Тогда он решил грянуть кулаком о стол, но, размахнувшись, потерял равновесие и был спасен от падения Сергеем Павловичем, ухватившим его за рукав пиджака. Папа выпрямился, нахмурился и строго глянул на сына.

– Ты мне за это ответишь, – говорил тем временем Бертольд, и худое, острое лицо его с бородкой клинышком все больше напоминало мордочку какого-то не очень крупного, но зато чрезвычайно злобного зверька. – Говно вонючее. Мне только слово сказать, и тебя в помойке найдут, где тебе самое место…

– Да пошел ты! – устало ответил ему Сергей Павлович, чиркая о коробок спичками и обламывая их одну из другой.

– И ты, Паша, запомни! – распаляясь, орал Бертольд. – Я тебя завтра… сегодня!.. на счетчик поставлю и погляжу, как ты запоешь!

– Папа! – с очередной спичкой в руке застыл Сергей Павлович. – Так ты ему должен?

Сосед-шакал гадко усмехнулся.

– Должен! – ловко передразнив искреннее изумление Сергея Павловича, он придал ему похабный шутовской оттенок. – Он себя со всеми своими потрохами и гонорарами продаст и тебя, засранец, в придачу, – чеканил Бертольд, – и то ему не хватит со мной рассчитаться. Страстишки у твоего папочки… В преферансик перекинуться! Винишко попить! Девочку пощупать! Пусть платит, старый козел.

– Папа! – в отчаянии только и мог воскликнуть Сергей Павлович.

– Н-ну что ж, – покивав головой, с усилием произнес Павел Петрович. – Н-не воз-зражаю. Долг чести, так сказать. Эт-то бла-ародно.

– Папа! Что ты говоришь! Какая честь в пьянстве и похоти!

– Н-не понимаешь, – возразил папа. – Н-не м-можешь…

Белый мой старичок, если б ты видел! Что бы ты сказал этим людям? Этому человеку, отцу моему?

Между тем, наполнив две рюмки, Бертольд протянул одну румяной деве, а вторую взял себе.

– Дуй, Люська!

– Без тоста? – как ни в чем не бывало спросила она. – А им? – И она указала на Боголюбовых: отца и сына.

– Перебьются! Пей и на выход. А эти пусть гниют дальше.

Когда за Бертольдом Денисовичем Носовцом, посулившим на прощание, что отныне Павлу Петровичу жизнь вовсе не будет казаться раем, и его тяжеловесной спутницей, нисколько не обидевшейся на Сергея Павловича за «шлюху» и даже не без намерения задевшей его на ходу горячим и мощным бедром, захлопнулась дверь, Боголюбов-сын безучастным взором обвел крохотную кухню папиной квартирки.

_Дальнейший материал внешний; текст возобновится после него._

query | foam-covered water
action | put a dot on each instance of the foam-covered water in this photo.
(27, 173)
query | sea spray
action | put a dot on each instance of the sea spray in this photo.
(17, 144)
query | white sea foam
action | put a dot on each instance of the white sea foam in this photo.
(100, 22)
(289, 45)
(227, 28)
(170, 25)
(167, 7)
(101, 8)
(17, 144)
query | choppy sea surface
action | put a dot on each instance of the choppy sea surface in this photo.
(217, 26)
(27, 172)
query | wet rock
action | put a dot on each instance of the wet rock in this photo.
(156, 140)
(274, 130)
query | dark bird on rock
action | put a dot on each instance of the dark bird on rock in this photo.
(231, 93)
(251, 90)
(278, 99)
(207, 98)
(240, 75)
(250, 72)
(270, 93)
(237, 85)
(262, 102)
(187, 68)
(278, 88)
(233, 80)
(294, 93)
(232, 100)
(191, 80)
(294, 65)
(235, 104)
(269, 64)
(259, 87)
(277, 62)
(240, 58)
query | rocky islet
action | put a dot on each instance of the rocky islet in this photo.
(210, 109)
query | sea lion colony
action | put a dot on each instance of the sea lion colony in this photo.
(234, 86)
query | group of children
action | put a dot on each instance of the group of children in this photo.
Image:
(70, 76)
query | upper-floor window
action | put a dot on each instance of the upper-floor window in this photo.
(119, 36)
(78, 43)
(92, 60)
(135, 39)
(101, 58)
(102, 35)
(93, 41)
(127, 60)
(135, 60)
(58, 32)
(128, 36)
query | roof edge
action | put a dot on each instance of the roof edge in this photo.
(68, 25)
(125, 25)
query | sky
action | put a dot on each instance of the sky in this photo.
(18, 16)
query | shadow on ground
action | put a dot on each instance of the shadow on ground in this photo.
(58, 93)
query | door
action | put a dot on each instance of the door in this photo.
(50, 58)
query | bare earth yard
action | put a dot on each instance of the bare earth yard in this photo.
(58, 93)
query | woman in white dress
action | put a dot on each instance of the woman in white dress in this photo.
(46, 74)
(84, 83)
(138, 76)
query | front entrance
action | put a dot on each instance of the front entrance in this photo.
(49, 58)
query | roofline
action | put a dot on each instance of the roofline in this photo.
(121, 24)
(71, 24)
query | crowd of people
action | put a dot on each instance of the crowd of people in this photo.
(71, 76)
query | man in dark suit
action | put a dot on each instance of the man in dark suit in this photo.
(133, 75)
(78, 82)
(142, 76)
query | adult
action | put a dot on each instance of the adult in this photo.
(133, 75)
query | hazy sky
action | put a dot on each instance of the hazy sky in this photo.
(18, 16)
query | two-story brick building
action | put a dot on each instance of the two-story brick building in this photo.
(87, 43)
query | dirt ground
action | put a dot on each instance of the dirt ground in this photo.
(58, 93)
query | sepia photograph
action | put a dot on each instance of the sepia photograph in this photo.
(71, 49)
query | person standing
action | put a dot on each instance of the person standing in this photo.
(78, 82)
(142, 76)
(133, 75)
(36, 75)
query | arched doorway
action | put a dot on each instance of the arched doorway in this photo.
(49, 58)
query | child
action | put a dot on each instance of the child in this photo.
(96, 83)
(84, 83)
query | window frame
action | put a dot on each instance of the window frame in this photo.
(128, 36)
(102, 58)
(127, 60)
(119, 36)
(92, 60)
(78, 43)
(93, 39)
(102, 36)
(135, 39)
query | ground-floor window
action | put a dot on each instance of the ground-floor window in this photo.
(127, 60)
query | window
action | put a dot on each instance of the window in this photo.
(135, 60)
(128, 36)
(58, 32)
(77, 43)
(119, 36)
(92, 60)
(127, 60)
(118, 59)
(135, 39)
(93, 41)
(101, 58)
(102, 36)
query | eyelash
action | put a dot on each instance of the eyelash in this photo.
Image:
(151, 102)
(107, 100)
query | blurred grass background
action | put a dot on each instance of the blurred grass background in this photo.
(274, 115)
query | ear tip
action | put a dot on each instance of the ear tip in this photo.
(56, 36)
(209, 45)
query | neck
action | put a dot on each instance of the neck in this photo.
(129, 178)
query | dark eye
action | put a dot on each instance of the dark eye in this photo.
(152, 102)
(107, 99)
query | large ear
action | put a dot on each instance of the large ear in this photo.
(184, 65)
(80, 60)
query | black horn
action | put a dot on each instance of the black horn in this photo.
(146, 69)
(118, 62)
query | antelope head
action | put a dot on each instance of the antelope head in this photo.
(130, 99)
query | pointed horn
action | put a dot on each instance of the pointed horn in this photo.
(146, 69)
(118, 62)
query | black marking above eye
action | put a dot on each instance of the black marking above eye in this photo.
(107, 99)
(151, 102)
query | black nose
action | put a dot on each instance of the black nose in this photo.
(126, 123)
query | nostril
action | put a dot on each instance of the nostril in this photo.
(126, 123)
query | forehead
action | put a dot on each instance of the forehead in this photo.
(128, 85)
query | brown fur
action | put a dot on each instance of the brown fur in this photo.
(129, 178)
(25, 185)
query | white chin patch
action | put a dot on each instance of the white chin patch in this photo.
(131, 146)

Что открылось ему на кухне отца его?

Гора грязной посуды в раковине, затем – стол, он же шкаф для кастрюль и тарелок с повисшей на одной петле дверцей, газовая плита с четырьмя покрытыми жирной копотью конфорками, полутемный угол, оккупированный армией рыжих тараканов, черное окно, в котором видны были дома на той стороне оврага и повисшая над ними яркая луна, и наконец разруха недавнего застолья и дремлющий со склоненной на грудь головой Павел Петрович.

Встать, шагнуть к окну и нырнуть в него, как с берега в реку.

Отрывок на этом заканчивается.